Assignment 12:

Michelle Greene

Spreadsheet programs such as Excel are excellent programs that can be used to quickly generate a table of values.

Let's take a look at the Fibonacci Sequence generated using Excel.

 It is easy to see that this sequence gets large very quickly. In order to generate the Fibonacci Sequence, I simply entered the first couple of numbers into A2 and A3. Then, in A4, I assigned the function "=A2 + A3" and then filled down. This generated the sequence I was after.

Now, let's explore some ratios within this sequence. Let's look at the ratio of adjacent terms in the sequence.

 To illustrate this, I just added another column to my data. In this new column, the data consisted of the ratio of the number to the left of it to the number to the left and up one.
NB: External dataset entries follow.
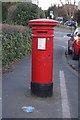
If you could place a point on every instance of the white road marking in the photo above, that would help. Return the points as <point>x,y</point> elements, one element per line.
<point>64,97</point>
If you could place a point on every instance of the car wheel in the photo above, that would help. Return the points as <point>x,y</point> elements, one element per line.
<point>74,56</point>
<point>79,60</point>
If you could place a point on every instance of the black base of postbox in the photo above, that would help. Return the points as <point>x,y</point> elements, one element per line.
<point>42,90</point>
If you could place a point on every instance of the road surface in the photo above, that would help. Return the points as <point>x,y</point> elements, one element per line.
<point>63,103</point>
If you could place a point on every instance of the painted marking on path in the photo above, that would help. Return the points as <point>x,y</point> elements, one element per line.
<point>61,46</point>
<point>64,97</point>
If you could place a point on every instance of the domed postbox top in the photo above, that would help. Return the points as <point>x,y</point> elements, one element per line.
<point>43,22</point>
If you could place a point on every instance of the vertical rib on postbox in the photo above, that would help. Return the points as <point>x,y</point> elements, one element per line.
<point>42,56</point>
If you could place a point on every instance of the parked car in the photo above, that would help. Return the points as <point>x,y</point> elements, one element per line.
<point>74,44</point>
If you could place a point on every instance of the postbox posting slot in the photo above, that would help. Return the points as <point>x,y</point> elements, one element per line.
<point>41,43</point>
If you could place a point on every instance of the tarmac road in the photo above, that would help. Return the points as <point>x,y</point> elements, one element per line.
<point>16,87</point>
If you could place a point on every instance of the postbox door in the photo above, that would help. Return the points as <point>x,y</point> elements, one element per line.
<point>42,59</point>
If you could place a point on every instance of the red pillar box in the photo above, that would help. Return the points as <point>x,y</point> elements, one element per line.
<point>42,56</point>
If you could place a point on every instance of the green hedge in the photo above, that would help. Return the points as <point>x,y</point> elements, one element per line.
<point>15,46</point>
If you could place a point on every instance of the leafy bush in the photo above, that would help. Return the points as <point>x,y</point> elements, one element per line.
<point>15,46</point>
<point>21,13</point>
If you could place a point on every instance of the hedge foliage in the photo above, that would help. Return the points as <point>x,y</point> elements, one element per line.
<point>15,46</point>
<point>21,13</point>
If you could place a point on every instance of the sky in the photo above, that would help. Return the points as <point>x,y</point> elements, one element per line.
<point>44,4</point>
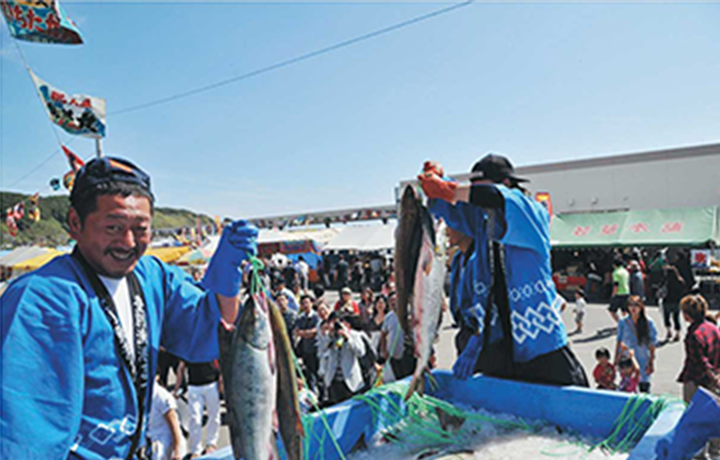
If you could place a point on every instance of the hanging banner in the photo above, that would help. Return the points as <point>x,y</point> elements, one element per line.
<point>69,180</point>
<point>544,199</point>
<point>75,161</point>
<point>76,114</point>
<point>18,211</point>
<point>33,211</point>
<point>40,21</point>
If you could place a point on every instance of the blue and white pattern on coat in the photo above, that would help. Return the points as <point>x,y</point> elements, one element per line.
<point>545,318</point>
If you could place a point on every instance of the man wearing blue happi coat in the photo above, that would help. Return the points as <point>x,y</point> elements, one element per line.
<point>513,302</point>
<point>80,336</point>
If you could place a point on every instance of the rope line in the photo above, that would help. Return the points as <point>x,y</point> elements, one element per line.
<point>294,60</point>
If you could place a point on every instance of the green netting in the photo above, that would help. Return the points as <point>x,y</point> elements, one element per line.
<point>417,421</point>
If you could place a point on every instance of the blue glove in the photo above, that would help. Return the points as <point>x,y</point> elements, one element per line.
<point>237,243</point>
<point>465,364</point>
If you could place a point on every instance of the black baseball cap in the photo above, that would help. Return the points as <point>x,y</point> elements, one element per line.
<point>99,171</point>
<point>494,167</point>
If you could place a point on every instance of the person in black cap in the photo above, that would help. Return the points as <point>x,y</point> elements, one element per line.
<point>514,308</point>
<point>81,334</point>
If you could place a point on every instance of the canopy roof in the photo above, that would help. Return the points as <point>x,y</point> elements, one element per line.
<point>21,254</point>
<point>658,227</point>
<point>36,262</point>
<point>168,254</point>
<point>364,238</point>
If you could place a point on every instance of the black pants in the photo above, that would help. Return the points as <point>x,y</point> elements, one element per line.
<point>461,339</point>
<point>166,361</point>
<point>310,362</point>
<point>671,310</point>
<point>338,392</point>
<point>404,366</point>
<point>559,367</point>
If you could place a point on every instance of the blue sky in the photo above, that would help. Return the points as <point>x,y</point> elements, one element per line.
<point>537,82</point>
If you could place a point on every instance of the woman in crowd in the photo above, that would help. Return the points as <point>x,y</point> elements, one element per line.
<point>340,348</point>
<point>637,332</point>
<point>702,357</point>
<point>374,324</point>
<point>366,304</point>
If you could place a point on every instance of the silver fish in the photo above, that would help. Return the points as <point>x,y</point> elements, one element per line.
<point>250,376</point>
<point>408,237</point>
<point>288,400</point>
<point>427,295</point>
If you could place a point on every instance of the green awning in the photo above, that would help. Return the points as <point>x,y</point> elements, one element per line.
<point>691,227</point>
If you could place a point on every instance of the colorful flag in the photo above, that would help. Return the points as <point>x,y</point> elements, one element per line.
<point>33,211</point>
<point>77,114</point>
<point>40,21</point>
<point>544,199</point>
<point>75,162</point>
<point>18,211</point>
<point>11,223</point>
<point>69,180</point>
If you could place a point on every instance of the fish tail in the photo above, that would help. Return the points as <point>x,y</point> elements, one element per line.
<point>417,384</point>
<point>434,385</point>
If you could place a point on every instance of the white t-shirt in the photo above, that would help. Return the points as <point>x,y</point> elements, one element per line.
<point>303,268</point>
<point>394,331</point>
<point>118,289</point>
<point>162,402</point>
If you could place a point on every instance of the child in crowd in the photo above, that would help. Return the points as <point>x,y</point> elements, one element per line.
<point>604,372</point>
<point>163,430</point>
<point>629,373</point>
<point>580,305</point>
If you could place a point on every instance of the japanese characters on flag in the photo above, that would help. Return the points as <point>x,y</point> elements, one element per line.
<point>77,114</point>
<point>33,210</point>
<point>69,180</point>
<point>700,258</point>
<point>11,223</point>
<point>75,161</point>
<point>40,21</point>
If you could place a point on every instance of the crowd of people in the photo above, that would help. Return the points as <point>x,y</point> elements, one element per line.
<point>82,335</point>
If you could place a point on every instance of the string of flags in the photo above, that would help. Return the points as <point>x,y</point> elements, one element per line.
<point>45,21</point>
<point>340,217</point>
<point>15,213</point>
<point>40,21</point>
<point>77,114</point>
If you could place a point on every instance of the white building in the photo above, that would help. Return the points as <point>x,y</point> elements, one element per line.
<point>687,177</point>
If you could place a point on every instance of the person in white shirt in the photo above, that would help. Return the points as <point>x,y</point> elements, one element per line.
<point>340,348</point>
<point>393,344</point>
<point>580,305</point>
<point>303,270</point>
<point>163,430</point>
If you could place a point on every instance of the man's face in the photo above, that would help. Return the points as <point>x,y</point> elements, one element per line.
<point>306,304</point>
<point>282,302</point>
<point>115,235</point>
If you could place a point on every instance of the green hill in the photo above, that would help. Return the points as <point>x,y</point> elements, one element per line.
<point>51,229</point>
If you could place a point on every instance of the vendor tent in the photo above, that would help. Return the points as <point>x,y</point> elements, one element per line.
<point>659,227</point>
<point>21,254</point>
<point>364,238</point>
<point>36,262</point>
<point>168,254</point>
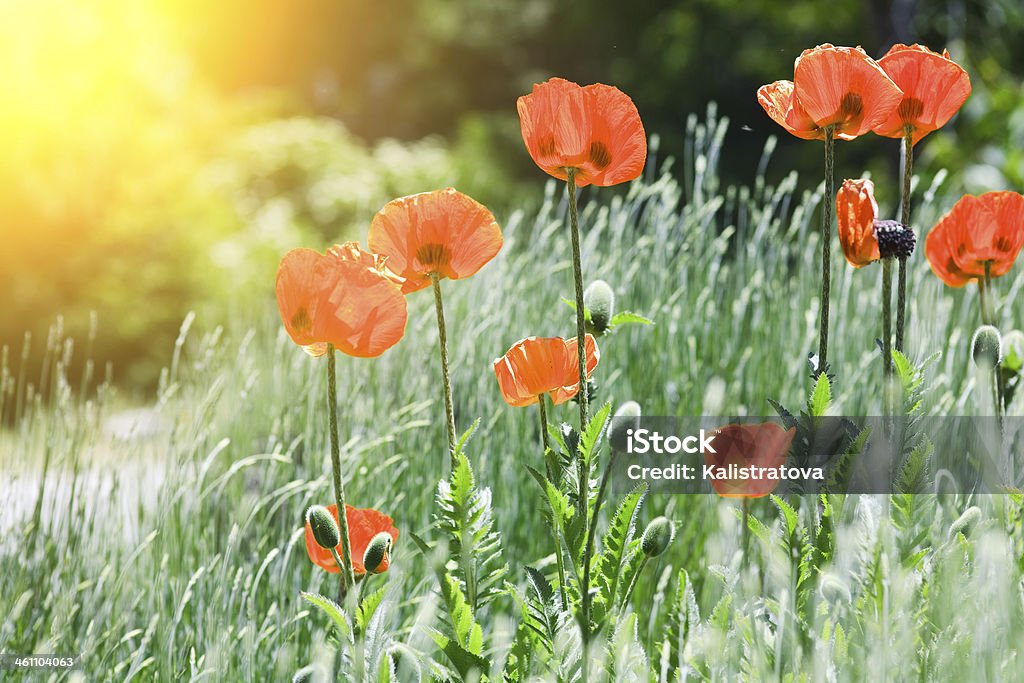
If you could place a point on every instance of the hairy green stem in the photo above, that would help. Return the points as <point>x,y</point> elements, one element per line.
<point>905,219</point>
<point>445,375</point>
<point>826,247</point>
<point>582,396</point>
<point>347,575</point>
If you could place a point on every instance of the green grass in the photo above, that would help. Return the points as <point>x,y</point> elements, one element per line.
<point>176,553</point>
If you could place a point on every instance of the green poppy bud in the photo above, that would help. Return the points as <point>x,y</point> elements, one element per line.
<point>377,551</point>
<point>966,522</point>
<point>600,301</point>
<point>986,347</point>
<point>324,526</point>
<point>657,537</point>
<point>627,417</point>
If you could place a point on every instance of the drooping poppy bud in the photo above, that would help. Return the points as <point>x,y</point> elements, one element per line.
<point>378,551</point>
<point>599,299</point>
<point>657,537</point>
<point>325,527</point>
<point>986,347</point>
<point>966,522</point>
<point>626,418</point>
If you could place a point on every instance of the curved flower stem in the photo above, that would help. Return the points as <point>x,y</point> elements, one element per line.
<point>826,248</point>
<point>556,527</point>
<point>887,352</point>
<point>905,219</point>
<point>347,575</point>
<point>445,376</point>
<point>581,314</point>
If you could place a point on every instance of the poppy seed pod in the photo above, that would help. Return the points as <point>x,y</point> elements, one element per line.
<point>966,522</point>
<point>377,552</point>
<point>627,417</point>
<point>657,537</point>
<point>895,239</point>
<point>324,526</point>
<point>599,299</point>
<point>986,347</point>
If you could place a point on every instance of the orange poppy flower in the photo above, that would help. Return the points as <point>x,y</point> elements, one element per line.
<point>832,86</point>
<point>543,365</point>
<point>344,297</point>
<point>987,228</point>
<point>934,88</point>
<point>363,526</point>
<point>595,129</point>
<point>856,212</point>
<point>764,445</point>
<point>442,231</point>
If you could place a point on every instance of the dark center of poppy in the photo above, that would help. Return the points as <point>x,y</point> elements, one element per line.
<point>300,321</point>
<point>851,107</point>
<point>433,256</point>
<point>910,110</point>
<point>599,155</point>
<point>894,239</point>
For example, in B3, I gave the command "=A3/A2" and filled down. Notice that the ratio converges to about 1.618. What does this number represent? The golden ratio, of course!

What about the ratio of every other term? Let's add on another column and take a look at these ratios.

 Beginning in C4, I simply gave the command "=A4/A2" and filled down. Notice that this ratio converges to about 2.618. What is special about this number? How does it relate to the previous ration, the golden ratio? Well, it is the golden ratio squared.

Let's look at another sequence, known as the Lucas Sequence.

 This sequence is similar to the Fibonacci Sequence, but it begins with f(0) = 1 and f(1) = 3. Then f(2) = f(0) + f(1) and so on. So in A4, I gave the command "=A3+A2" then filled down. This gave me the Lucas Sequence.

What happens if we take the ratios of adjacent terms from this sequence? Let's have a look.

 Here, I used the same command that I used with the Fibonacci Sequence. This ratio also converges to about 1.618, the golden ratio!